Water and vapor permeability at different temperatures of poly (3-Hydroxybutyrate) dense membranes

Poley, Luiz H.; Silva, Marcelo G. da; Vargas, Helion; Siqueira, Marcelo O.; Sánchez, Rubén

doi:10.1590/S0104-14282005000100007

Abstract

Polyhydroxyalkanoates (PHAs) are polymers produced from renewable resources with biodegradability and biocompatibility, being therefore attractive for medical and pharmaceutical purposes. Poly (3-hydroxybutyrate) (PHB) is the most important polymer of this family by considering the biotechnology process of its synthesis. In the present study, dense films of PHB were prepared by casting from chloroform solutions (1% m/m). Permeability studies with water, methanol, ethanol and n-propanol were performed using the gravimetric method at different temperatures (from 50 ºC to 65 ºC). Results provide new data on permeability coefficients of PHB membranes.

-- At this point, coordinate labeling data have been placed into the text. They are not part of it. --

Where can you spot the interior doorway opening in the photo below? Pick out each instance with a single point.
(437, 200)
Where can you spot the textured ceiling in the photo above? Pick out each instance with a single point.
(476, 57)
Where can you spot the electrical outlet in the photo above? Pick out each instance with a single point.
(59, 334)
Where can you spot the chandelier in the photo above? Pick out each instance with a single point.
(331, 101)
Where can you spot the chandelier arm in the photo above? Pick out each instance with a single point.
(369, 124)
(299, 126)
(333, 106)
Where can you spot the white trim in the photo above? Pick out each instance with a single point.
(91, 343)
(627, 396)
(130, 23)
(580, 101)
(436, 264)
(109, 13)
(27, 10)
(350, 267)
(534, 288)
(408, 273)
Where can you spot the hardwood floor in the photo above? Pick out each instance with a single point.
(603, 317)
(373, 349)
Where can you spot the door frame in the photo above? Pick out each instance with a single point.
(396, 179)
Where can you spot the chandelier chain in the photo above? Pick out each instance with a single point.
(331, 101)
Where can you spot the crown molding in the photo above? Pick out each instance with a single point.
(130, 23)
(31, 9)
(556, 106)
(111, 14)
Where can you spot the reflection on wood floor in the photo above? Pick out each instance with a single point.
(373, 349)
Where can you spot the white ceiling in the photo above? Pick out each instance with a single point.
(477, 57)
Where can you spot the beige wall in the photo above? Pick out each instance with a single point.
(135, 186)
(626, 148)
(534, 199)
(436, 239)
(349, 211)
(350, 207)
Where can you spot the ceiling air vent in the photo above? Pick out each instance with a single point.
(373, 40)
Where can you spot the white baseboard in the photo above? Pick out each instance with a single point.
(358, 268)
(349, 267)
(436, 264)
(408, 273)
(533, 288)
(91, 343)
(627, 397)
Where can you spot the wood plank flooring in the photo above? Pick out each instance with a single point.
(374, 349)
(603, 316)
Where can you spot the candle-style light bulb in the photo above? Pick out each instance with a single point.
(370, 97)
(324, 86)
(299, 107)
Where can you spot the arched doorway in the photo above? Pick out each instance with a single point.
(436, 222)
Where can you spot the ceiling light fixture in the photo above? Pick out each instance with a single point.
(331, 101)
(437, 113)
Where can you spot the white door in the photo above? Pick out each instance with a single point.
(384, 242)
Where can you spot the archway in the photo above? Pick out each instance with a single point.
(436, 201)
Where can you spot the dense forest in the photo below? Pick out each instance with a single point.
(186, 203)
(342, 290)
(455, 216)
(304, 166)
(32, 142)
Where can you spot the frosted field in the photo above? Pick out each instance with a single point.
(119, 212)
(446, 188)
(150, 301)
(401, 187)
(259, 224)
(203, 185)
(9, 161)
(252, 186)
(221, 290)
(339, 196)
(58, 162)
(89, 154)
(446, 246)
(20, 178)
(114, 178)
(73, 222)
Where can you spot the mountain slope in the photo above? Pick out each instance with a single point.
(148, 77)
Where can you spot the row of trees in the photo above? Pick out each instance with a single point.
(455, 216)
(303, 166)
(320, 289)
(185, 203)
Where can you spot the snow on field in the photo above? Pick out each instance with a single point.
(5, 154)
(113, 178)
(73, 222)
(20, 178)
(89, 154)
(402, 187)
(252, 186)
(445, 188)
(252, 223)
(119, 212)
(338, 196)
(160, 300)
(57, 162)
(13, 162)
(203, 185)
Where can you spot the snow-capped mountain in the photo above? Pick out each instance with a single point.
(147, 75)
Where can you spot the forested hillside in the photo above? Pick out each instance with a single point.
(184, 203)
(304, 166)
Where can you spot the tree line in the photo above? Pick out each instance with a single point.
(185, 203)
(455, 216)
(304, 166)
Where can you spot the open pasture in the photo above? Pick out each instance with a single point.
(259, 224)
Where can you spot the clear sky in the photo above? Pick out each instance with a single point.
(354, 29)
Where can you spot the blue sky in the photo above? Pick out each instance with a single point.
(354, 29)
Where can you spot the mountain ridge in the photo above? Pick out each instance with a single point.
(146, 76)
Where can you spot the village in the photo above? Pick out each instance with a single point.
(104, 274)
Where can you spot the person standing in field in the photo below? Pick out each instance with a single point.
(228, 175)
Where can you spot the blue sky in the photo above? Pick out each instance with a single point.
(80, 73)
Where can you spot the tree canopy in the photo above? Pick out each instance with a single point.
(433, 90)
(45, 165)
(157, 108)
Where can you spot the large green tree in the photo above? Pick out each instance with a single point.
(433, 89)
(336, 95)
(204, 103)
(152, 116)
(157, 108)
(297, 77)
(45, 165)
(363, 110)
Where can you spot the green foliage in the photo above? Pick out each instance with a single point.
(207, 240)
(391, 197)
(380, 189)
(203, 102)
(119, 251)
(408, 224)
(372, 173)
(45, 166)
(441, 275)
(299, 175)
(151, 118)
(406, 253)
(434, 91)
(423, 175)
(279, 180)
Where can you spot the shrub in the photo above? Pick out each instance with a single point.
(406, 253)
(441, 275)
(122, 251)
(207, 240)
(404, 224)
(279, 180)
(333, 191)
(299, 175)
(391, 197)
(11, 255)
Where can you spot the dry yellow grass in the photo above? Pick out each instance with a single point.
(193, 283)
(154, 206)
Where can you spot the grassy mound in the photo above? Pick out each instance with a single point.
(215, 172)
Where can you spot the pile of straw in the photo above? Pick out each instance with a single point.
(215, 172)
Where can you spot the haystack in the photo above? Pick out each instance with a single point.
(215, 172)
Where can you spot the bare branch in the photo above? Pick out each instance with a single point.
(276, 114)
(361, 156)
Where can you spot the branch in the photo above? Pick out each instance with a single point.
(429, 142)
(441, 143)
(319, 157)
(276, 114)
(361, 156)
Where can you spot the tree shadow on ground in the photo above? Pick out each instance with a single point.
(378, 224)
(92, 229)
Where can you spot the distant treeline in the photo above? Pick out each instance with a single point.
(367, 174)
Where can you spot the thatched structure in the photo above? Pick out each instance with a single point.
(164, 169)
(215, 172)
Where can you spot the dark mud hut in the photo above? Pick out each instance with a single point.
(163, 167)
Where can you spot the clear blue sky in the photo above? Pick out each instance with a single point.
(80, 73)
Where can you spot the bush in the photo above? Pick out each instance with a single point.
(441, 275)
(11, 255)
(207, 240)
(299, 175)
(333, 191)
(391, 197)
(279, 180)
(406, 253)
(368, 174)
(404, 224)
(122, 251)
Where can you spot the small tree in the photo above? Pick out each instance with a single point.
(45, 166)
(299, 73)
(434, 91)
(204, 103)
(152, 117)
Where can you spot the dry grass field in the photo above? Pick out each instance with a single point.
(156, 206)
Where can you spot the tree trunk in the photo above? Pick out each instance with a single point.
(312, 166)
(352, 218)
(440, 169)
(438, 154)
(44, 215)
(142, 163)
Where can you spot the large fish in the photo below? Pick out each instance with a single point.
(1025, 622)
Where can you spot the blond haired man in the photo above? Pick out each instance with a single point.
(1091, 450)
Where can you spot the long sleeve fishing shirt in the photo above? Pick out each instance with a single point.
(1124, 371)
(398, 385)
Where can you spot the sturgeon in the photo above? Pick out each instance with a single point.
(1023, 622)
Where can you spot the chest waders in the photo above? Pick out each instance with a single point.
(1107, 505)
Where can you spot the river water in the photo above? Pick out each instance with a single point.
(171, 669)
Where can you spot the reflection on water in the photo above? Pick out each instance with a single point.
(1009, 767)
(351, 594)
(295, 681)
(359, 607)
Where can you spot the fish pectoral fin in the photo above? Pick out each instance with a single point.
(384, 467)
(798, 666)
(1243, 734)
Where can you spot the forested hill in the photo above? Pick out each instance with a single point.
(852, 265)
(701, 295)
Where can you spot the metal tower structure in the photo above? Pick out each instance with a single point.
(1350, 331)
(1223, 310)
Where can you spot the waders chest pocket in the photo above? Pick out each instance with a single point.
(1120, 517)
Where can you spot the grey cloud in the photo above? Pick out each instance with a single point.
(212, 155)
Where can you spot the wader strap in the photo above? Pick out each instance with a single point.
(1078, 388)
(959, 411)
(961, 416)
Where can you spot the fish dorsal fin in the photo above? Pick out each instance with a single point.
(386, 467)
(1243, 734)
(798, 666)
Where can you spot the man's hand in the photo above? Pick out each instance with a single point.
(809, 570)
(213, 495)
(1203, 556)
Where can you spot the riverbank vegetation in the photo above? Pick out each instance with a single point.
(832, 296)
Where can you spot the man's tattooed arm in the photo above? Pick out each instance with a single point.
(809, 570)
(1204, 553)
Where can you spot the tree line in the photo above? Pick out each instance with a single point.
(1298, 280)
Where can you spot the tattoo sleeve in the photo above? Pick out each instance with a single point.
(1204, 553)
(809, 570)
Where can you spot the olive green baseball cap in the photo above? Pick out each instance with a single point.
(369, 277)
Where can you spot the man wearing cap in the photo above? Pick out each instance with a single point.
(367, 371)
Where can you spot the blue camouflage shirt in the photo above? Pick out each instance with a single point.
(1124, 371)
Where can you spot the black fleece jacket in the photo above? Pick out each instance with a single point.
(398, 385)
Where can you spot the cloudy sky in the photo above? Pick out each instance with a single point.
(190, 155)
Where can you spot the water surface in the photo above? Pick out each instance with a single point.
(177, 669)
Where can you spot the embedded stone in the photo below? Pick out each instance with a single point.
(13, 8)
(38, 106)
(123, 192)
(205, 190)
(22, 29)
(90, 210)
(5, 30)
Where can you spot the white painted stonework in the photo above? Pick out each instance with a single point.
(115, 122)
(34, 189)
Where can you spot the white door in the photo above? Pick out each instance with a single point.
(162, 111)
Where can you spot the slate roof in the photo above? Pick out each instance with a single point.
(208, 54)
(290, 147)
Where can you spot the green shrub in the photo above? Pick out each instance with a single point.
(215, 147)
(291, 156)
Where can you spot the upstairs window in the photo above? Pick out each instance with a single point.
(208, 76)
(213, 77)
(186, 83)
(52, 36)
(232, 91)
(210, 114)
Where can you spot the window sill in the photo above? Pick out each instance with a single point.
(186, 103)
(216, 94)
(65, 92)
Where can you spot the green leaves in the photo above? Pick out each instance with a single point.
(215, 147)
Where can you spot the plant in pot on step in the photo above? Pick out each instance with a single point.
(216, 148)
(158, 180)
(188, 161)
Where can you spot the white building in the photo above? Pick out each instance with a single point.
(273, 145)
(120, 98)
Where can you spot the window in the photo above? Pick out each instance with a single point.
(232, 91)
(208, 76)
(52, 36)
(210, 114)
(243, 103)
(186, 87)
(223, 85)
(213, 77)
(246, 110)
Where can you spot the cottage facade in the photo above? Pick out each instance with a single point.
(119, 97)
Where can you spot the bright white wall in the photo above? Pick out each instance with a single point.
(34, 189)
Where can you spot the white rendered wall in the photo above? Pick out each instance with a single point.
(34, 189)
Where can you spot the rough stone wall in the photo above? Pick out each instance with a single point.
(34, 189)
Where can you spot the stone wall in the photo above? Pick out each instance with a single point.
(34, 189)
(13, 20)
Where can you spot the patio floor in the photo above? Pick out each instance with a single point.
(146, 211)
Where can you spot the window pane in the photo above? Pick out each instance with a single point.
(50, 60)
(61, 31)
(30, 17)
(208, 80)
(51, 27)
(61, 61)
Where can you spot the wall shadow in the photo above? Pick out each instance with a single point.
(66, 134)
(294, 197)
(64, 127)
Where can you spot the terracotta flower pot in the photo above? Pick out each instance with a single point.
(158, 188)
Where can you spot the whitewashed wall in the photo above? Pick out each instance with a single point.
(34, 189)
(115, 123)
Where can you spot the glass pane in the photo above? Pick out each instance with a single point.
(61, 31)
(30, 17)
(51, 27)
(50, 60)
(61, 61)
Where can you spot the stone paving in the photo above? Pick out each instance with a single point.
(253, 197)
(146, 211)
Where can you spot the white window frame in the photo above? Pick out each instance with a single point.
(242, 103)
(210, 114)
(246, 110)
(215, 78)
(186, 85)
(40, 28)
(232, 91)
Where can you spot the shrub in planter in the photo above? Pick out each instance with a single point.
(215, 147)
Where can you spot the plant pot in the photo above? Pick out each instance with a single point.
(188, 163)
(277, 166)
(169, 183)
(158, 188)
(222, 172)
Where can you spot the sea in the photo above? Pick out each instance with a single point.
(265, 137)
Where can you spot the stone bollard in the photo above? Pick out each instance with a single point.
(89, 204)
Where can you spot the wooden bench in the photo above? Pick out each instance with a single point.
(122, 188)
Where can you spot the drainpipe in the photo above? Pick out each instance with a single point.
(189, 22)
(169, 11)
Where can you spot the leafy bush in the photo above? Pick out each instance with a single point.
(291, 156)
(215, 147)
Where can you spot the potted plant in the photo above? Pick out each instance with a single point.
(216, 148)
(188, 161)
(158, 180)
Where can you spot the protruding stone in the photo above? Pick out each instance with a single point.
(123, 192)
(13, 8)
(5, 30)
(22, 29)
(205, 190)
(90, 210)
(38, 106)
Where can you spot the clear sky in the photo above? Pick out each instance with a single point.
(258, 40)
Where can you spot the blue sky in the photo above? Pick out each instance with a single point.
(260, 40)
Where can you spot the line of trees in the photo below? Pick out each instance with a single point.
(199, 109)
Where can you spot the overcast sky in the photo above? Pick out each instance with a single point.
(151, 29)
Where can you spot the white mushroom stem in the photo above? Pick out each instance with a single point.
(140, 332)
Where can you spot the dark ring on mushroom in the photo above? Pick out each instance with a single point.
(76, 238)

Polymers; permeability coefficient; gravimetry

ARTIGO TÉCNICO CIENTÍFICO

Water and vapor permeability at different temperatures of poly (3-Hydroxybutyrate) dense membranes

Luiz H. Poley^I; Marcelo G. da Silva^I; Helion Vargas^I; Marcelo O. Siqueira^II; Rubén Sánchez^II

^ILaboratório de Ciências Físicas, UENF

^IILaboratório de Materiais Avançados, UENF

^{Correspondence} Correspondence to Luiz H. Poley Laboratório de Ciências Físicas Centro de Ciência e Tecnologia, UENF Av. Alberto Lamego 2000 - Pq. Califórnia CEP: 28015-620, Campos dos Goytacazes, RJ E-mail: poley@uenf.br

ABSTRACT

Polyhydroxyalkanoates (PHAs) are polymers produced from renewable resources with biodegradability and biocompatibility, being therefore attractive for medical and pharmaceutical purposes. Poly (3-hydroxybutyrate) (PHB) is the most important polymer of this family by considering the biotechnology process of its synthesis. In the present study, dense films of PHB were prepared by casting from chloroform solutions (1% m/m). Permeability studies with water, methanol, ethanol and n-propanol were performed using the gravimetric method at different temperatures (from 50 ºC to 65 ºC). Results provide new data on permeability coefficients of PHB membranes.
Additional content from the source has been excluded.